ROMA – “Una giunta che lavora, una giunta che guarda avanti”. Sono le parole sibilline scelte da Ignazio Marino a margine dell’inaugurazione del collegamento viario Fidene Villa Spada. Poi aggiunge: «Questa città ha patito corruzione e criminalità, noi abbiamo mostrato discontinuità, questo ponte è stato realizzato in pochi mesi come lavori in Via Marsala. Domani e dopodomani inaugureremo altri cantieri, Roma deve andare avanti».
In mattinata Marino si era fermato invece a lavorare a Palazzo Senatorio, come ogni giorno da quando ha firmato la sua lettera di dimissioni che diventeranno effettive il 2 novembre, salvo ripensamenti. Domenica pomeriggio, affacciato sulla piazza del Campidoglio riempita dalla folla dei suoi sostenitori, aveva infatti lasciato intendere di voler tornare indietro sulla sua decisione. Un’ipotesi che apre la strada a diversi scenari.

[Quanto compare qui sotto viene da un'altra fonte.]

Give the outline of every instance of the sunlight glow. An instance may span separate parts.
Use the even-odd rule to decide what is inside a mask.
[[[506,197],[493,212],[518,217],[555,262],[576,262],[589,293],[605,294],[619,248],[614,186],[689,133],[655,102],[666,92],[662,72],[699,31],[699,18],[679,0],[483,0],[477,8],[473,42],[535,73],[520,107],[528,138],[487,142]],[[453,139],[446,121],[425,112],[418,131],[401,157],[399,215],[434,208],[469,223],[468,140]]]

Se Marino dovesse rivedere la sua scelta, si potrebbe arrivare a una mozione di sfiducia – che il Partito democratico dovrebbe però firmare assieme alle opposizioni – o alle dimissoni in blocco di 25 consiglieri (19 del Pd, altri 6 potrebbero emergere tra le altre forze politiche, dal M5s a Fratelli d’Italia).
Su questo il vicesindaco Marco Causi aveva espresso già ieri un’impressione: «A me pare che la posizione di Marino sia quella di un arroccamento privo di sbocco politico».